Existe el memorial al soldado desconocido; también existió, hace siglos, el altar al dios no conocido. Lo desconocido ha intrigado de manera tal a lo largo de la historia a diversas culturas, que inclusive distraen tiempo y recursos para recordarlo.
En el caso del soldado cuyo cuerpo fue dejado inidentificable, pero no por ello indigno de honor, depositado en una tumba para recordarle, por siempre, a cuyo nombre se pudiese ignorar, pero no su proeza. Hoy la tecnología permite que no exista tal cosa como un soldado no identificado. La mayoría de los ejércitos del mundo prevén la eventualidad y tienen registrada la identidad genética de todos sus reclutas. Así, en caso de quedar desfigurado su cuerpo, su identidad podrá determinarse.

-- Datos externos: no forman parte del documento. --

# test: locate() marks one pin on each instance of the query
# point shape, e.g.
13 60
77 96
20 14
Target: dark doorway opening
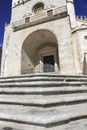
48 63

Distinta cosa fue el altar al dios no conocido. El areópago era un espacio para que la sociedad ateniense deparara, sea por avidez de nuevas ideas o por la superstición de la época, de no dejar atrás a cualquier dios cuya alegoría y mitología valieran la pena, pero fuera hasta ese momento desconocido. Allí, según la tradición cristiana, Pablo de Tarso, intrigó a la audiencia, “de ese dios no conocido quien ustedes adoran sin conocer, vengo a hablarles”.
En el panorama electoral opositor, existe ese aspirante desconocido. Es esa o ese que ostenta 40 por ciento en las encuestas para determinar el candidato más rentable posible. No ganaría ante el 48 a 56 por ciento del suspirante morenista.
Cierto, falta la campaña, pero si el electorado mexicano votará por alguien el 2 de junio próximo, sería conveniente que ya supiera las opciones. De ellas, a la figura opositora que dará cara al candidato del partido en el gobierno y ofrezca mínimos de esperanza al electorado antilopezobradorista (primero) para de allí comenzar a construir una opción viable.
Ante la pregunta, “¿quién considera usted que debe ser el candidato de la oposición para enfrentar a Morena en la elección presidencial de 2024?”, alrededor del 40 por ciento contesta, “ninguno”. En el Perogrullo norteamericano dicen, por lo general los perdedores en la elección presidencial cuando es por amplio margen, “el pueblo ha hablado, y lo ha hecho claramente”.
En un escenario donde Xóchitl Gálvez y Santiago Creel comparten el podio de alrededor del 13 por ciento, “ninguno” cabalga sólido.
¿Quién será “ninguno”? ¿Qué necesitará la oposición para identificar entre un mar de políticos o mejor aún, ciudadanos apartidistas, a “ninguno”?
A estas alturas la rentabilidad electoral la darán si acaso las circunstancias. Los demócratas piensan (pensamos) que las campañas pueden cambiar el panorama porque de ellas dimana la lucha, la discusión, el debate, las guerras de fango, los errores y los imponderables. En ese escenario, hay otra verdad de Perogrullo: faltan las campañas aunque solo una catástrofe que combine errores propios de quien resulte aspirante de Morena y aliados con circunstancias propias de la política, inclusive “ninguno”, la tiene difícil (cuando no imposible).
“Ninguno” guarda celosamente su nombre como el príncipe Calaf en “Turandot” y, como él, tal parece que hace de su incógnita, la fuente de su propio encanto.
La obsesión acecha a los líderes opositores urgidos de arrebatarle el poder “por las buenas, por las malas o por las que sean” (lo dijera el clásico en una variante del “haiga sido como haiga sido”).
¿Qué atributos electorales, origen racial y social, ideología tendrá “ninguno”? ¿Se asomará antes del cierre constitucional de las candidaturas?
Algunos creemos que en la lógica de los ciclos, “ninguno” madurará para convertirse en una realidad más tangible, si acaso cuando inicie el sexenio 2024-2030. Tal vez “Ninguno” es una opción distinta que hace sus pininos como trabajador comunitario, regidor municipal, profesor de nivel básico y no se asomará sino hasta dentro de dos o tres años.
El “candidato no conocido”, probablemente se resistirá a ser descubierto para el areópago opositor. Tanto “dioses” como “héroes” no se construyen en unos cuantos meses de pedacería que nunca los mostró.